The pure play e-tailers accounted for 60 percent of online grocery sales in 2020 in the Saudi market, while omni-channels accounted for the remaining 40 percent.

The report also said the q-commerce players can further disrupt the market as they already have high order volumes and are building strong relationships with consumers.

Omni-channel players, on the other hand, already have consumer trust because of the longer relationship with consumers, the report added.

“The majority of consumers participating in our market study mentioned that they are buying groceries online. We expect that this latent demand will materialise over the next few years with the improvement of supply landscape,” Sandeep Ganediwalla, Dubai-based managing partner of RedSeer Consulting, told Arabian Business.
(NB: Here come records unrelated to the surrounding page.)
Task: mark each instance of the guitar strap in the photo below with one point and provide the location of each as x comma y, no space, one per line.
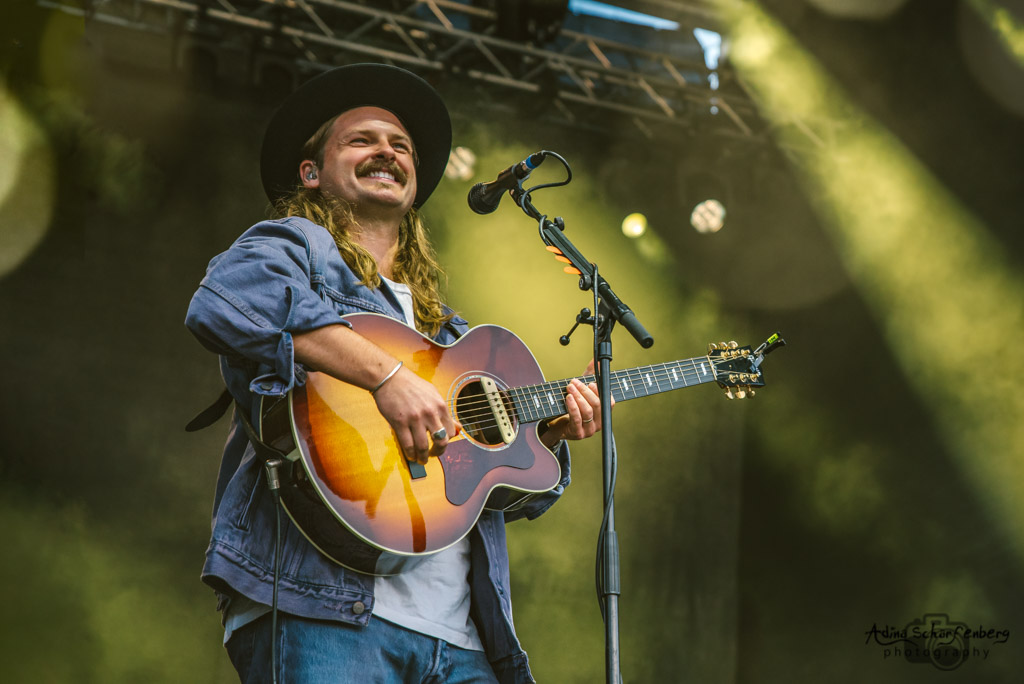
212,414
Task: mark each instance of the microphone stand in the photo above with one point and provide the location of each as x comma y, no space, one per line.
609,309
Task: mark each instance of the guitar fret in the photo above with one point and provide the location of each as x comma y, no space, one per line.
536,402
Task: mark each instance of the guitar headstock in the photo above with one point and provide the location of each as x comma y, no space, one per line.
737,370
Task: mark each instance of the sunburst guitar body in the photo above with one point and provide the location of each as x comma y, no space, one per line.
354,496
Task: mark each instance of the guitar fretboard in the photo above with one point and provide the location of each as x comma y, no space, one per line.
538,402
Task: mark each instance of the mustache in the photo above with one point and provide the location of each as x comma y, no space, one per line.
370,166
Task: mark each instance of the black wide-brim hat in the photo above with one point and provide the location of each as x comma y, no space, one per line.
415,101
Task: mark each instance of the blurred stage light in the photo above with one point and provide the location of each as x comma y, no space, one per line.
27,183
634,225
709,216
939,286
462,164
996,65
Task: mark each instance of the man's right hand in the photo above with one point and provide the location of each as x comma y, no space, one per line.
415,410
412,405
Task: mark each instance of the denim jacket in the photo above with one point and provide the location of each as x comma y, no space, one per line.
281,278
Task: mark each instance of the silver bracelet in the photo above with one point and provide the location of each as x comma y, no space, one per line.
386,378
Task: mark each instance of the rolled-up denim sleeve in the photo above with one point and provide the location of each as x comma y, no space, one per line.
255,296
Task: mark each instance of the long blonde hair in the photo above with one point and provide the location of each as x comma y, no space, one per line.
415,263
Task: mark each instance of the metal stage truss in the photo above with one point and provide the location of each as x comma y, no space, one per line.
581,79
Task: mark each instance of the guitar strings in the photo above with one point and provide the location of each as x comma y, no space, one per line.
654,375
478,414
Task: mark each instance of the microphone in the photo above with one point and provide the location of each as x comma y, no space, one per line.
483,198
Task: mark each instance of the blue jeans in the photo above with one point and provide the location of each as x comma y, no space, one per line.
312,651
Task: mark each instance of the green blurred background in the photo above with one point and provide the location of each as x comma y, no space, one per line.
876,479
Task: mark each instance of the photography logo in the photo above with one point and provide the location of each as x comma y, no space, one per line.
936,639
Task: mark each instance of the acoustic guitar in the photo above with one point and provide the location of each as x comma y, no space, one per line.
354,496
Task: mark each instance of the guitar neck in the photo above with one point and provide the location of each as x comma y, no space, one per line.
538,402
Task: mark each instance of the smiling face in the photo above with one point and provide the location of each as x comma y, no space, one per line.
369,161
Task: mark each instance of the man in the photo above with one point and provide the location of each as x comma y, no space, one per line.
346,160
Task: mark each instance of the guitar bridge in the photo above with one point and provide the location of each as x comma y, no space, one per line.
497,405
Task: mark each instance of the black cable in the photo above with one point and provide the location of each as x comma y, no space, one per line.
273,484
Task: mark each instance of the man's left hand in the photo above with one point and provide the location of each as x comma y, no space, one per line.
583,417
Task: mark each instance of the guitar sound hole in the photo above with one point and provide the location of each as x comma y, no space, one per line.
474,413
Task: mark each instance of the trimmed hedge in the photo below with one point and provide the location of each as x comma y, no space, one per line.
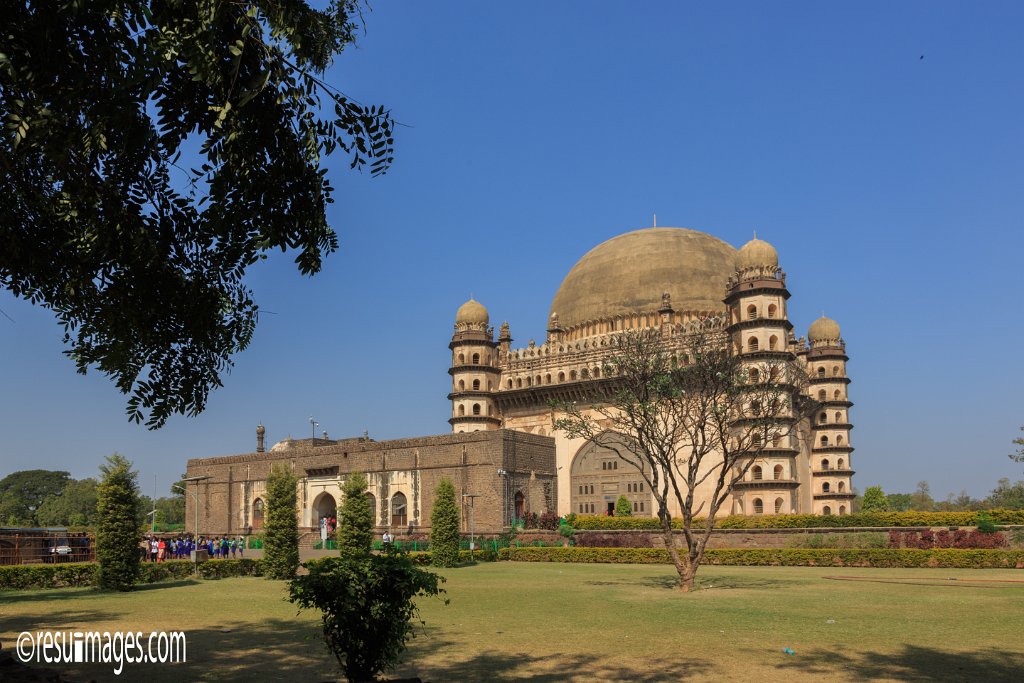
83,574
910,518
864,557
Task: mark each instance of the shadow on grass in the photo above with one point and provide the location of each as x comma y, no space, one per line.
495,666
913,664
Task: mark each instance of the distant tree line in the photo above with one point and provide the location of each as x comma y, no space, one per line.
52,498
1006,496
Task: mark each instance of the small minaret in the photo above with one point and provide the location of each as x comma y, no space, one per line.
830,450
474,371
760,333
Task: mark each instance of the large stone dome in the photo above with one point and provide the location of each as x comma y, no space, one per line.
629,273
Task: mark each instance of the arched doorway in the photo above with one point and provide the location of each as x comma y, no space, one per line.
325,507
258,513
601,471
374,512
399,510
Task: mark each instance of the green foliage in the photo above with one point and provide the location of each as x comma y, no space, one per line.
623,507
875,500
81,574
985,523
118,534
141,257
861,540
23,493
281,527
863,557
881,519
444,523
1007,495
355,519
898,502
367,605
75,506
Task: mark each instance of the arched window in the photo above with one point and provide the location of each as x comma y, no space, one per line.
372,502
258,513
399,510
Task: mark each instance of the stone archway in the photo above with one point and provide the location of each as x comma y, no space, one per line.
598,476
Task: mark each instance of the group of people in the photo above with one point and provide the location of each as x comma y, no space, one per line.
220,548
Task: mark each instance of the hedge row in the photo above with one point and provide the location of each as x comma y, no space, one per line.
864,557
24,577
910,518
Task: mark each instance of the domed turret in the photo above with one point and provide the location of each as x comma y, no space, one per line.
822,330
757,253
472,311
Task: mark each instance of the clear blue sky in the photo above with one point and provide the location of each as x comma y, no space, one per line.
891,185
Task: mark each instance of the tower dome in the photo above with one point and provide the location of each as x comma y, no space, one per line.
629,273
757,253
823,329
472,311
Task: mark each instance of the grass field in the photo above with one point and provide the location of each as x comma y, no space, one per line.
562,622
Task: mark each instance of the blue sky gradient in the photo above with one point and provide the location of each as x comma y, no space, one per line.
891,185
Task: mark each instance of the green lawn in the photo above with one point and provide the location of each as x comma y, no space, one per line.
590,622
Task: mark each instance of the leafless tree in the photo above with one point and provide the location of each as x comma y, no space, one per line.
697,415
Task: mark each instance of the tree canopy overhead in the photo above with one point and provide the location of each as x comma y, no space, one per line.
140,252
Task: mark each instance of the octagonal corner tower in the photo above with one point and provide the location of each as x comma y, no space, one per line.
630,272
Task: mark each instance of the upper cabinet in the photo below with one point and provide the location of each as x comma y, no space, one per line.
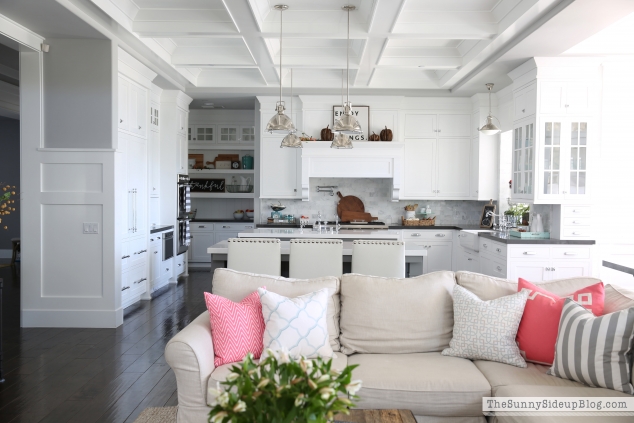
132,104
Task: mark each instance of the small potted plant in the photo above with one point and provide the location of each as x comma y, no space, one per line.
281,389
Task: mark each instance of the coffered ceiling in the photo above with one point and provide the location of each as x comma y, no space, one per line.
232,46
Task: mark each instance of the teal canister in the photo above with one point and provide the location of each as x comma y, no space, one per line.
247,162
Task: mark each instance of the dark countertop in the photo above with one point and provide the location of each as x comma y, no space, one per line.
222,220
161,228
621,267
506,239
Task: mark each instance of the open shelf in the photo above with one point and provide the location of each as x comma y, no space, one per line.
220,195
194,172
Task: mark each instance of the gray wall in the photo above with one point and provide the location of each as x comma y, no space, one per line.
10,174
78,94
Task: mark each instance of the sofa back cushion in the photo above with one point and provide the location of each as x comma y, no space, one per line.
489,288
236,285
396,316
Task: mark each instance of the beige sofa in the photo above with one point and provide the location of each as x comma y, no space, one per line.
395,330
Sandeep Ganediwalla, Dubai-based managing partner of RedSeer Consulting

Ganediwalla said there were three components to becoming a leader in e-tailing – trust, value proposition and experience.

“These [q-commerce] players will build consumer trust as consumers order from them multiple times. Once they build trust, improve their value proposition – high variety of products at competitive prices – and improve the shopping experience by way of delivery experience, payment and app experience, they will emerge as strong leaders in this space,” Ganediwalla said.

Pointing out that the e-grocery segment in Saudi Arabia struggled against other online sectors prior to 2020, the report said the growth of more than 250 percent in 2020 showed that e-grocery was here to stay.

“As consumers shopped online even after Covid-19, e-grocery growth will outpace the rest of the e-tail sectors over the next three years,” the report said.